Au nom de ces “sans voix“, Anne Soupa et Christine Pedotti ne mâchent pas leurs mots. “La parole est verrouillée, les fidèles n’osent pas parler de peur d’être accusés de “tirer sur une ambulance”. Les religieux sont contraints au double langage et les laïcs qui font tourner l’Eglise sont considérés comme des supplétifs...” Relayant un grief récurrent dans certaines paroisses, elles contestent aussi le virage “clérical” de l’institution, avec la prééminence accordée aux prêtres. “Pour faire face à la crise des vocations, l’Eglise considère qu’il faut redonner aux prêtres une situation d’autorité, faire de la prêtrise un job gratifiant, quitte à marginaliser les laïcs engagés, qui de fait sont surtout des femmes.”

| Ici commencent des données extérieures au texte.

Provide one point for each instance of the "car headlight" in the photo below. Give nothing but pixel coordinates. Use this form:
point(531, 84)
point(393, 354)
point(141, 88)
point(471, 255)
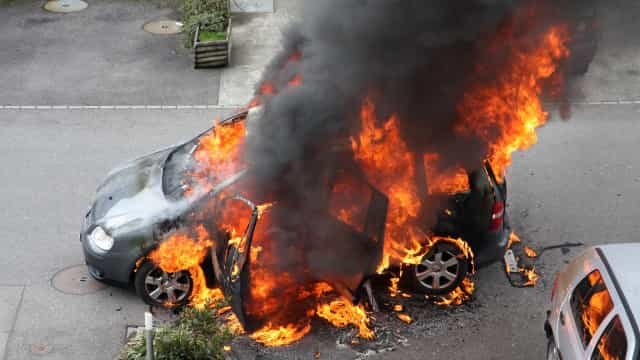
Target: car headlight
point(100, 241)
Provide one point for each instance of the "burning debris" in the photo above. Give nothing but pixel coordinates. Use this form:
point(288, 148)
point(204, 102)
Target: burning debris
point(342, 175)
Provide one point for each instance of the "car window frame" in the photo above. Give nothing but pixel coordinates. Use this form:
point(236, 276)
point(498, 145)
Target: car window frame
point(606, 322)
point(621, 306)
point(577, 322)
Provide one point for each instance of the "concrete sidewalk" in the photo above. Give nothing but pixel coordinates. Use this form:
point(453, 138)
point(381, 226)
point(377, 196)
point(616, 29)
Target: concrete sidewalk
point(99, 56)
point(255, 38)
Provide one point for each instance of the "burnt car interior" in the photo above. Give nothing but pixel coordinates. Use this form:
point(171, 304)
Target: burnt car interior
point(361, 234)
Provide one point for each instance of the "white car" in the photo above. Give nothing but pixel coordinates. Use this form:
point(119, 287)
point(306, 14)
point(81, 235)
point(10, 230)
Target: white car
point(595, 302)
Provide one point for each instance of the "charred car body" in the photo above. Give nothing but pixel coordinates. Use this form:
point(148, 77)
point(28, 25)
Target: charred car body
point(143, 201)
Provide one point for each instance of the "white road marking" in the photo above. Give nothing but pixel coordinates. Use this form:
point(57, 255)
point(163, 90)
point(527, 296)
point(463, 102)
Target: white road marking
point(118, 107)
point(215, 107)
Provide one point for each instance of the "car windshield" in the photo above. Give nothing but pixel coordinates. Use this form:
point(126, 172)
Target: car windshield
point(205, 161)
point(176, 179)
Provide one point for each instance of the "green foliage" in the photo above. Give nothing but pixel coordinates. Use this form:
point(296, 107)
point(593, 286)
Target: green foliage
point(210, 36)
point(196, 335)
point(211, 15)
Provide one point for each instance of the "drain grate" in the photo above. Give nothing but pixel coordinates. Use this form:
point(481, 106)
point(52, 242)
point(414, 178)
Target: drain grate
point(65, 6)
point(76, 280)
point(163, 27)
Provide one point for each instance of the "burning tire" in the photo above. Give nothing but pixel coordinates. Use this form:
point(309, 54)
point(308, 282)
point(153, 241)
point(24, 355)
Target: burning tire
point(160, 288)
point(440, 271)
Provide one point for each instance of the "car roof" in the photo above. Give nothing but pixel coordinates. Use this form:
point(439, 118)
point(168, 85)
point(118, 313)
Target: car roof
point(623, 262)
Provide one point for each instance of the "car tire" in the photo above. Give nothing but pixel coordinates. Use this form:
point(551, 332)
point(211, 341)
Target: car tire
point(440, 271)
point(552, 350)
point(157, 287)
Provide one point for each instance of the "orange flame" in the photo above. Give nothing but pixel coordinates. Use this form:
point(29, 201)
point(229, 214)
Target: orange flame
point(180, 252)
point(510, 105)
point(404, 318)
point(530, 252)
point(341, 312)
point(271, 335)
point(598, 305)
point(219, 154)
point(390, 167)
point(448, 181)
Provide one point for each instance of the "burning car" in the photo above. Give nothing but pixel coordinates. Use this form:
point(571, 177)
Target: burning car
point(141, 202)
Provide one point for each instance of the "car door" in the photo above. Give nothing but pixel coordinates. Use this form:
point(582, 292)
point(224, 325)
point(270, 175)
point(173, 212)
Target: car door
point(582, 315)
point(612, 342)
point(235, 221)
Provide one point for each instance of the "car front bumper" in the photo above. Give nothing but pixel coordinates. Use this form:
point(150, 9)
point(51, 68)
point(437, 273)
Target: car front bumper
point(115, 267)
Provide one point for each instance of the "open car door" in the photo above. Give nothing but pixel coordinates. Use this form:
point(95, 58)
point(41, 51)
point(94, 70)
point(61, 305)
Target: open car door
point(328, 246)
point(236, 219)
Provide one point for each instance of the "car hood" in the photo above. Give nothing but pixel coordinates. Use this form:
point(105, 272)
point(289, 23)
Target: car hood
point(132, 192)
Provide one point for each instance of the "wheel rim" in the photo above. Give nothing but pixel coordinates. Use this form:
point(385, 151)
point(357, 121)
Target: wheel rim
point(163, 287)
point(438, 270)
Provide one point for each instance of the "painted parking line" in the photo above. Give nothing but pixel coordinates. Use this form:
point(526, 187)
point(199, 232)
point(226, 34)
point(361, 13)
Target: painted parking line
point(232, 106)
point(118, 107)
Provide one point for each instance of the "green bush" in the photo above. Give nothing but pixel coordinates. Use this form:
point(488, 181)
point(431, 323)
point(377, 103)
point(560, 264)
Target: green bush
point(196, 335)
point(211, 15)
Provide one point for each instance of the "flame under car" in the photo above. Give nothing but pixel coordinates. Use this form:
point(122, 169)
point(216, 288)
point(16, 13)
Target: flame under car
point(141, 203)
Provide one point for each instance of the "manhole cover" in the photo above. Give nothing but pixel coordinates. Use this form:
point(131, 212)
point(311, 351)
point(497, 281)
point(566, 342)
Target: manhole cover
point(65, 6)
point(163, 27)
point(76, 280)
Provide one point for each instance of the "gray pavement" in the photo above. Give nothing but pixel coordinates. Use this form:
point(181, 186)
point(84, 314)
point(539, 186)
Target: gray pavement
point(100, 56)
point(579, 183)
point(52, 162)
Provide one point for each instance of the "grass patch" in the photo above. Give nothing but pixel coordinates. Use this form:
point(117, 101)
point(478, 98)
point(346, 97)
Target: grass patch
point(196, 335)
point(205, 36)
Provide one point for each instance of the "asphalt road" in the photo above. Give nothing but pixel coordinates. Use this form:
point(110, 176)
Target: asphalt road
point(579, 183)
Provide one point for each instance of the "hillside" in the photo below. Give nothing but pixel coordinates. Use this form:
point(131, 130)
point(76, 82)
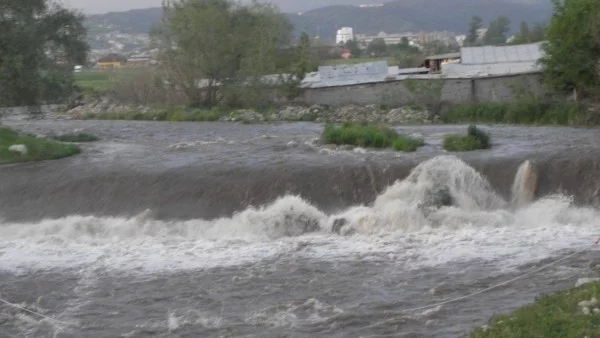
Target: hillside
point(393, 17)
point(137, 21)
point(417, 15)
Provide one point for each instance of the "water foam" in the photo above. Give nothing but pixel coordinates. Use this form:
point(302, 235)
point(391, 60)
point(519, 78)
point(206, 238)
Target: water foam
point(401, 226)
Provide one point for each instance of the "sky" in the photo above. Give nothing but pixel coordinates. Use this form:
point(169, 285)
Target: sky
point(103, 6)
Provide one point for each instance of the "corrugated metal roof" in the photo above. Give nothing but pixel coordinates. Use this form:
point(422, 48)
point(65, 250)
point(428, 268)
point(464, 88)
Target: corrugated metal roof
point(462, 70)
point(501, 54)
point(443, 56)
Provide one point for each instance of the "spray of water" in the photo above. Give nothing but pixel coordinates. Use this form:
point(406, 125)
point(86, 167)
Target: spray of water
point(443, 206)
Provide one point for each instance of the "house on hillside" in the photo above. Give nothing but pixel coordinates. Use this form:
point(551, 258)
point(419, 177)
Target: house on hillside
point(111, 61)
point(139, 61)
point(496, 60)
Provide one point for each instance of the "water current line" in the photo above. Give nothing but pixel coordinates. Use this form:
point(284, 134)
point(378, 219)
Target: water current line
point(33, 312)
point(453, 300)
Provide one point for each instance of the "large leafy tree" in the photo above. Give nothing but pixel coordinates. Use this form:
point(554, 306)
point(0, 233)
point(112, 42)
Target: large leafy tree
point(219, 43)
point(40, 43)
point(572, 53)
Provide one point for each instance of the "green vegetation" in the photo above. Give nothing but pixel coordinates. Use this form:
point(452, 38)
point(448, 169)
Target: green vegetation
point(532, 112)
point(231, 45)
point(40, 43)
point(551, 316)
point(407, 144)
point(474, 140)
point(369, 136)
point(571, 54)
point(95, 82)
point(37, 148)
point(81, 137)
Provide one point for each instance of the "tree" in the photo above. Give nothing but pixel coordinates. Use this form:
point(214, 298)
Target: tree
point(572, 54)
point(377, 47)
point(40, 43)
point(352, 46)
point(527, 35)
point(497, 32)
point(474, 27)
point(304, 62)
point(220, 44)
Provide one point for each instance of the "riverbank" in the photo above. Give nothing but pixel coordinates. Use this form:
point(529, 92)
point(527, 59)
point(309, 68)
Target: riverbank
point(564, 113)
point(16, 147)
point(570, 313)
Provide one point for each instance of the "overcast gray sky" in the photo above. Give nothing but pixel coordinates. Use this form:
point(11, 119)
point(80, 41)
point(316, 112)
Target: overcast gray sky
point(103, 6)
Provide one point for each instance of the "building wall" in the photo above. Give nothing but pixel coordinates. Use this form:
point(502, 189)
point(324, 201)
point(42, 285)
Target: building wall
point(396, 93)
point(109, 64)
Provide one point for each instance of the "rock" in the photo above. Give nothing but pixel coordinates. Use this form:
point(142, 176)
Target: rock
point(407, 115)
point(242, 115)
point(288, 114)
point(18, 148)
point(338, 224)
point(582, 281)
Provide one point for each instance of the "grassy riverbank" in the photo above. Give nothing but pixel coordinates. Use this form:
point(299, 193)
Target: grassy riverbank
point(553, 316)
point(369, 136)
point(37, 148)
point(524, 112)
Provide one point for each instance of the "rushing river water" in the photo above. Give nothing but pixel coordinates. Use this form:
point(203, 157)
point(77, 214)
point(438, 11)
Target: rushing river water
point(226, 230)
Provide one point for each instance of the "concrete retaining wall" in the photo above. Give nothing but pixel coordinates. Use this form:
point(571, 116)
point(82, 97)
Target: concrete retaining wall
point(409, 91)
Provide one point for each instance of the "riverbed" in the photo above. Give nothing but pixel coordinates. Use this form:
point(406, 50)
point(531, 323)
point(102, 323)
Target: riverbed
point(196, 230)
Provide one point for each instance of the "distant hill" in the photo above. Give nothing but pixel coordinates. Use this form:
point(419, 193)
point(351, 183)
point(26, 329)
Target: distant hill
point(416, 15)
point(137, 21)
point(393, 17)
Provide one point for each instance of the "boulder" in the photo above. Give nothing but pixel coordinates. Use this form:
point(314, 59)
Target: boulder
point(18, 148)
point(582, 281)
point(243, 115)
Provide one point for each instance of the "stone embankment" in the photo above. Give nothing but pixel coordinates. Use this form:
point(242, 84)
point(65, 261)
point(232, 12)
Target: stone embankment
point(370, 113)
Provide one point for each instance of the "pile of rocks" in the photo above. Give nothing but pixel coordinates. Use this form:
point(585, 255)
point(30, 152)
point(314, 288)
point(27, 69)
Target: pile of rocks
point(353, 113)
point(243, 115)
point(105, 106)
point(586, 305)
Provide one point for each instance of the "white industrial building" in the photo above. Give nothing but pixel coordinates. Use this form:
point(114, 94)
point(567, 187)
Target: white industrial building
point(344, 35)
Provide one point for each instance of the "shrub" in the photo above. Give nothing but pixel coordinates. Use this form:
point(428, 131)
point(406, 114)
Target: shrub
point(81, 137)
point(556, 315)
point(531, 111)
point(369, 136)
point(361, 135)
point(474, 140)
point(37, 148)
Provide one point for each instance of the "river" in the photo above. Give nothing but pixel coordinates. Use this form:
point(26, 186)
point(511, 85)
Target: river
point(202, 230)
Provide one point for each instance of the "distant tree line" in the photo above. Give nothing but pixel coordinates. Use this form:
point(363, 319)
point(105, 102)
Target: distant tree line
point(40, 43)
point(497, 32)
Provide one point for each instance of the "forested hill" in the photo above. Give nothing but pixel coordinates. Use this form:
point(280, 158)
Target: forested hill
point(392, 17)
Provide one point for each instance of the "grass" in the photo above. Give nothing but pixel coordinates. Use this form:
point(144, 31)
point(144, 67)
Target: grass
point(81, 137)
point(37, 148)
point(407, 144)
point(551, 316)
point(529, 112)
point(474, 140)
point(368, 136)
point(391, 61)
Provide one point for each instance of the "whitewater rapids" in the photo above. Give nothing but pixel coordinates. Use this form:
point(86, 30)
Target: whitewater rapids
point(390, 254)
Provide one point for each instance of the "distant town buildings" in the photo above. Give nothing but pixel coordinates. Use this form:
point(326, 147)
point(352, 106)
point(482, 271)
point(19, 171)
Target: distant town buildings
point(370, 5)
point(344, 35)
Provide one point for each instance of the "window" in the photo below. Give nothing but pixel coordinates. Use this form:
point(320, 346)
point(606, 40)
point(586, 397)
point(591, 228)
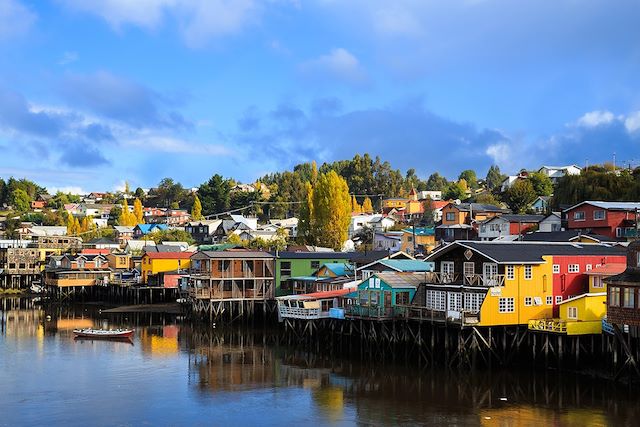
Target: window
point(597, 282)
point(402, 298)
point(614, 296)
point(506, 305)
point(285, 268)
point(528, 272)
point(629, 298)
point(469, 269)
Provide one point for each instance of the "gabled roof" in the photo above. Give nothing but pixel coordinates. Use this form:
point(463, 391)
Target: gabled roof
point(608, 269)
point(401, 280)
point(503, 252)
point(338, 268)
point(420, 231)
point(612, 206)
point(168, 255)
point(403, 265)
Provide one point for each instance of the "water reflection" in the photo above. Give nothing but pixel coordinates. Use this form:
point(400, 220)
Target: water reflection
point(176, 373)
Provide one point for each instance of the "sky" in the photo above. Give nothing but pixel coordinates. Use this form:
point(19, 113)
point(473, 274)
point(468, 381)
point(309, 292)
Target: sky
point(96, 93)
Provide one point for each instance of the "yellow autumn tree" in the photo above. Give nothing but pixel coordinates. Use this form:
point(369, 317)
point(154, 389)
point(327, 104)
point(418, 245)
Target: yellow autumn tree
point(331, 210)
point(196, 210)
point(138, 212)
point(367, 207)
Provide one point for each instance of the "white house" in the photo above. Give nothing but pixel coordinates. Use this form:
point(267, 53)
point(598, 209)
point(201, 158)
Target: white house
point(552, 222)
point(557, 172)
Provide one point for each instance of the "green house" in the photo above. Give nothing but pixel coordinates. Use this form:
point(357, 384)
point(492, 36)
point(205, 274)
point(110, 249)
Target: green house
point(297, 264)
point(380, 295)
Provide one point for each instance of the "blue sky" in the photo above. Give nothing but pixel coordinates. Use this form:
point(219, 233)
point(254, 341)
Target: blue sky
point(93, 93)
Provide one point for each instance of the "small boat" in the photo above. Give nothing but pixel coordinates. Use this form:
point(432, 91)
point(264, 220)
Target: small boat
point(103, 334)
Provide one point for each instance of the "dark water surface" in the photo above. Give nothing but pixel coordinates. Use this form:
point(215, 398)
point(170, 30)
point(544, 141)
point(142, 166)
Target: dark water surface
point(175, 374)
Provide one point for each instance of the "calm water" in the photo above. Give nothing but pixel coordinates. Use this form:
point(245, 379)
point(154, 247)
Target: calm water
point(173, 374)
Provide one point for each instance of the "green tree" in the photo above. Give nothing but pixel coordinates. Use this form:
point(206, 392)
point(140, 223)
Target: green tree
point(470, 178)
point(436, 182)
point(332, 210)
point(138, 212)
point(454, 191)
point(214, 195)
point(196, 210)
point(520, 196)
point(494, 178)
point(20, 200)
point(542, 184)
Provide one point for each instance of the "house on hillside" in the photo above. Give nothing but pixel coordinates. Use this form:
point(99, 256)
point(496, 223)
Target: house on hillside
point(611, 219)
point(508, 226)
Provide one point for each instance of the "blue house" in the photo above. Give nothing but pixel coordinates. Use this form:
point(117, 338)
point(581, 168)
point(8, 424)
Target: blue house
point(382, 294)
point(144, 229)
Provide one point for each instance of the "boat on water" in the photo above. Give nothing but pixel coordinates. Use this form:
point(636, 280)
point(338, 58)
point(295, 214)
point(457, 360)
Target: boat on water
point(103, 333)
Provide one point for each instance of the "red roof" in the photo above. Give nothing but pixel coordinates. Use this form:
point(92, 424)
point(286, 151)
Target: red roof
point(608, 269)
point(95, 252)
point(168, 255)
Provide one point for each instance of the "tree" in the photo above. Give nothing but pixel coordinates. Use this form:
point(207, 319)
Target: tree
point(487, 198)
point(470, 178)
point(138, 211)
point(454, 191)
point(520, 196)
point(196, 210)
point(115, 216)
point(367, 207)
point(494, 178)
point(20, 200)
point(214, 195)
point(332, 210)
point(436, 182)
point(542, 184)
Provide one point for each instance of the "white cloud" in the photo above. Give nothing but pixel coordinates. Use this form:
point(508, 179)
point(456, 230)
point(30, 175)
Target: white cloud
point(339, 64)
point(596, 118)
point(15, 19)
point(176, 145)
point(632, 122)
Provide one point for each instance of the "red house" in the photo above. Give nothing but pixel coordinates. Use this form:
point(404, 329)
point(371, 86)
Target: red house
point(613, 219)
point(569, 271)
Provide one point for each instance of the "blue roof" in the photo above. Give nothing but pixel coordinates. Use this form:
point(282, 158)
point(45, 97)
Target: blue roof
point(408, 265)
point(339, 268)
point(148, 228)
point(421, 231)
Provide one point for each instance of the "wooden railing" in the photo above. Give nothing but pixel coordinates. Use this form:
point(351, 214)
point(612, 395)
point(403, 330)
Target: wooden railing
point(482, 280)
point(548, 325)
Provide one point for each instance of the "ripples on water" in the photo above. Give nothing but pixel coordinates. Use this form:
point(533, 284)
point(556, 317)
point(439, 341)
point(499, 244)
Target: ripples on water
point(175, 374)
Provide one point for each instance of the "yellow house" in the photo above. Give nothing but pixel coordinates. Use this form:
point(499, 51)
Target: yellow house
point(162, 262)
point(425, 240)
point(491, 283)
point(394, 202)
point(583, 314)
point(599, 274)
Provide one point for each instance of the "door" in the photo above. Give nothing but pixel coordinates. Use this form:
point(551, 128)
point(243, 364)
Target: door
point(446, 271)
point(490, 274)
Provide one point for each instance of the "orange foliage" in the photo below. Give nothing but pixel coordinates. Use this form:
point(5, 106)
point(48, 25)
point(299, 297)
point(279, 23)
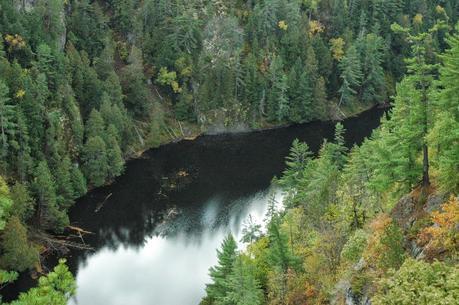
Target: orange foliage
point(443, 235)
point(375, 249)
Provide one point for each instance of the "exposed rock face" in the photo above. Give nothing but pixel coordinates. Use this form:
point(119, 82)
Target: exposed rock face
point(404, 211)
point(434, 201)
point(352, 299)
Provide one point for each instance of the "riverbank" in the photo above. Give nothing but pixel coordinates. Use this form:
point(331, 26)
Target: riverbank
point(183, 131)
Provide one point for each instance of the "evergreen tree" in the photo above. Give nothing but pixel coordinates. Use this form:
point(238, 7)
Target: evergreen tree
point(300, 94)
point(7, 114)
point(56, 288)
point(23, 203)
point(64, 186)
point(351, 75)
point(243, 287)
point(95, 163)
point(95, 126)
point(219, 274)
point(445, 133)
point(78, 182)
point(278, 104)
point(371, 49)
point(114, 156)
point(18, 253)
point(49, 215)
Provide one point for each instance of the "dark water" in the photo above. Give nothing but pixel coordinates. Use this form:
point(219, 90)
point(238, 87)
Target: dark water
point(157, 231)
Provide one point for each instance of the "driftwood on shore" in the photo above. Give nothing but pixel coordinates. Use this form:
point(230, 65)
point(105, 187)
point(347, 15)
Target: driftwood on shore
point(62, 244)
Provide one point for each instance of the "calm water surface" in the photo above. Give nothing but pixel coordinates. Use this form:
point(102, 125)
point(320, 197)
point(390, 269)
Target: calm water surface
point(158, 226)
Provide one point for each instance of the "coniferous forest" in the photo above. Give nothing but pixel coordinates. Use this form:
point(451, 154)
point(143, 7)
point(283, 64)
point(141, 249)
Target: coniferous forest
point(86, 85)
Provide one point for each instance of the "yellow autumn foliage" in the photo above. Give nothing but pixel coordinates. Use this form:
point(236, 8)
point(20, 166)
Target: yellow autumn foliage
point(443, 235)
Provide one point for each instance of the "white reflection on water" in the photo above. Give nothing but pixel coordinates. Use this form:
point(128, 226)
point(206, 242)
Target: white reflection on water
point(167, 270)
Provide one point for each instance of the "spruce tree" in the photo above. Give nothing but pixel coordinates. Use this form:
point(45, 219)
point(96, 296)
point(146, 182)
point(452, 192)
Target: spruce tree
point(351, 75)
point(64, 186)
point(18, 253)
point(114, 156)
point(95, 163)
point(219, 274)
point(49, 215)
point(243, 287)
point(7, 114)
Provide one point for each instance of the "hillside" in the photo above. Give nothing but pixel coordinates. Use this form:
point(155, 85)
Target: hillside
point(85, 85)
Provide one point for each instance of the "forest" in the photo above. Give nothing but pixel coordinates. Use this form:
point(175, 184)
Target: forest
point(86, 85)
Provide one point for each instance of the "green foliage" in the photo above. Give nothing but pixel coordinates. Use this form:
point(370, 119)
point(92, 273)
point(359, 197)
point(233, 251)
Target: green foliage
point(56, 288)
point(243, 287)
point(392, 241)
point(351, 75)
point(18, 254)
point(49, 214)
point(23, 203)
point(219, 274)
point(353, 249)
point(418, 282)
point(5, 203)
point(95, 161)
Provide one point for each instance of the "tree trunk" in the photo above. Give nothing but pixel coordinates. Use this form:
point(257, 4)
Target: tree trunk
point(425, 166)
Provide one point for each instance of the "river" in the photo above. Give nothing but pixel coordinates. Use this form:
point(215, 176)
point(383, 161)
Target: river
point(157, 227)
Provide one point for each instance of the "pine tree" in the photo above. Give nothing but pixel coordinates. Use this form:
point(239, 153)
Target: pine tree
point(243, 287)
point(5, 203)
point(78, 181)
point(56, 288)
point(64, 186)
point(281, 256)
point(300, 94)
point(7, 114)
point(445, 133)
point(278, 104)
point(18, 253)
point(95, 163)
point(371, 49)
point(351, 75)
point(49, 215)
point(219, 274)
point(23, 203)
point(95, 126)
point(114, 156)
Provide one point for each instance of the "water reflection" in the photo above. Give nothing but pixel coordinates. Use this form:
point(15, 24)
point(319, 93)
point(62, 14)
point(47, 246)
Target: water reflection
point(172, 266)
point(157, 228)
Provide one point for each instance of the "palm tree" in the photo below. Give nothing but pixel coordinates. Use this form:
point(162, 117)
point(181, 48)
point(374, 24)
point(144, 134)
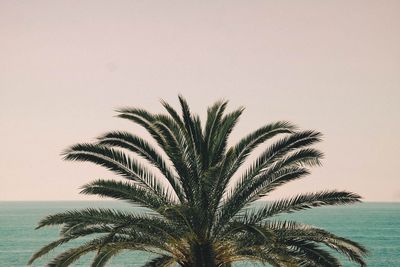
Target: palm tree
point(199, 205)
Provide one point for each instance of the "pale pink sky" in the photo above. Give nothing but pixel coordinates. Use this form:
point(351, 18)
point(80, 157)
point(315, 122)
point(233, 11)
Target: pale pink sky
point(333, 66)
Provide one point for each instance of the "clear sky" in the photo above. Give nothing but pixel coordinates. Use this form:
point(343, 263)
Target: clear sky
point(333, 66)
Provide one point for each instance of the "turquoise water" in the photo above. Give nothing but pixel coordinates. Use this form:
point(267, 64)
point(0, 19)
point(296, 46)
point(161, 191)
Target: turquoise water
point(376, 225)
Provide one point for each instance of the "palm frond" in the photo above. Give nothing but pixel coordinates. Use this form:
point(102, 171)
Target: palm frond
point(300, 202)
point(139, 146)
point(124, 191)
point(160, 261)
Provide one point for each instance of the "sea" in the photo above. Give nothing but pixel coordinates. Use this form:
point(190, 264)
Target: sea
point(375, 225)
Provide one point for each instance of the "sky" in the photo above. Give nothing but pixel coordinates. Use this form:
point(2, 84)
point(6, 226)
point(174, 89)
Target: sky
point(331, 66)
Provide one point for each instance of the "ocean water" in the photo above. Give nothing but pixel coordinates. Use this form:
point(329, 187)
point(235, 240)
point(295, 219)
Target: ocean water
point(376, 225)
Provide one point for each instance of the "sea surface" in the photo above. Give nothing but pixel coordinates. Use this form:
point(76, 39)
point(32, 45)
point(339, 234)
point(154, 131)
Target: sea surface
point(375, 225)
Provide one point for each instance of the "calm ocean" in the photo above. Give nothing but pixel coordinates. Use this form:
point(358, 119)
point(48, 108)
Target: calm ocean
point(376, 225)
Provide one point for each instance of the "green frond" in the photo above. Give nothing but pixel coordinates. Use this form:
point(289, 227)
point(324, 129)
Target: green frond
point(124, 191)
point(145, 150)
point(301, 202)
point(197, 206)
point(119, 163)
point(160, 261)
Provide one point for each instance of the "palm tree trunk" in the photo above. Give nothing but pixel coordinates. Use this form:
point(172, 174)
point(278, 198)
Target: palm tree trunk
point(203, 255)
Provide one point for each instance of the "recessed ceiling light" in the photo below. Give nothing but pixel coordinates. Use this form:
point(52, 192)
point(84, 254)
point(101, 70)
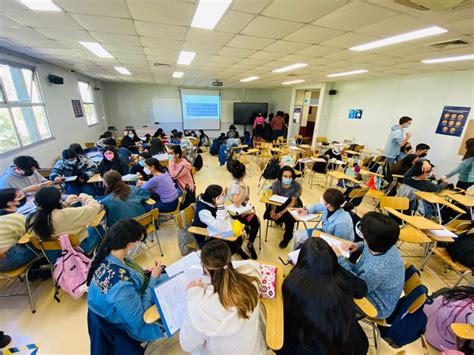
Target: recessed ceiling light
point(293, 82)
point(209, 12)
point(449, 59)
point(122, 70)
point(97, 49)
point(41, 5)
point(361, 71)
point(186, 58)
point(250, 78)
point(289, 67)
point(425, 32)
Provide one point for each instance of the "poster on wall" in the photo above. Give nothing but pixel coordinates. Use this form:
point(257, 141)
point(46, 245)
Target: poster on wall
point(355, 113)
point(452, 121)
point(77, 108)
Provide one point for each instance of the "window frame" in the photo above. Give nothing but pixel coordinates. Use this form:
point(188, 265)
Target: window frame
point(79, 81)
point(10, 105)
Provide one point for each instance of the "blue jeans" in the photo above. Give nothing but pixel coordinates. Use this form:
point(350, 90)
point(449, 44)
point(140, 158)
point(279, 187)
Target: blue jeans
point(15, 257)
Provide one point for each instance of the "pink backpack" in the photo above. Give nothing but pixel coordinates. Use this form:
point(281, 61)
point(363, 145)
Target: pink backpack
point(70, 270)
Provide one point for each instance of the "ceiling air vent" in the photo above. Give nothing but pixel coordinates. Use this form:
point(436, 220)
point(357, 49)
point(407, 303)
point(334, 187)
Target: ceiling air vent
point(455, 43)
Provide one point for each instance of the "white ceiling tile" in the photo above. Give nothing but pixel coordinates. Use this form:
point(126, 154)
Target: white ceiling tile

Dans ce contexte, elles défendent “bien sûr” l’accès à la prêtrise pour les hommes mariés et pour les femmes, tout en reconnaissant que “la question n’est pas mûre“. “Quand on voit que, dans leur obsession de “pureté”, certains prêtres interdisent aux petites filles d’être enfants de choeur à part entière“, s’emporte Christine Pedotti.
“Le risque actuel, c’est que l’Eglise ne soit plus catholique, c’est-à-dire ouverte et universelle, mais qu’elle apparaisse fermée à la souffrance humaine, moralisatrice, empreinte de juridisme“, juge sans hargne Anne Soupa, sept ans de théologie à son actif. Le pontificat de Benoît XVI s’inscrit dans cette évolution “réactionnaire” qui “risque de transformer l’Eglise en une secte, en un groupement de clones“, analysent les deux femmes. “Sous Jean Paul II aussi cette tendance existait, mais elle était masquée par son charisme.”
Le Comité de la jupe “pose de vraies questions“, reconnaît un évêque, qui souligne que, “justement“, la prochaine assemblée des évêques, en novembre, devrait lancer une réflexion sur “la mission des laïcs dans l’Eglise“. Mais globalement, l’institution ne goûte guère une critique interne qui se veut pourtant plus réformiste que révolutionnaire.
Au sein du clergé, des voix singulières partagent toutefois le diagnostic. Dans l’ouvrage qu’il vient de publier, J’aimerais vous dire (éd. Bayard, 2009), l’une des figures de l’épiscopat français, l’archevêque de Poitiers, Albert Rouet, reconnaît : “On ne peut pas faire des chrétiens des mineurs irresponsables dans l’Eglise. Je pense très profondément que la manière de vivre en Eglise n’est pas adaptée au monde dans lequel nous vivons.” Il appelle l’institution à “repenser sa manière d’être“.
De l’eau au moulin du Comité de la jupe, qui, quel que soit le succès des “marches catho-citoyennes”, espère contribuer au réveil d’une opinion publique dans l’Eglise.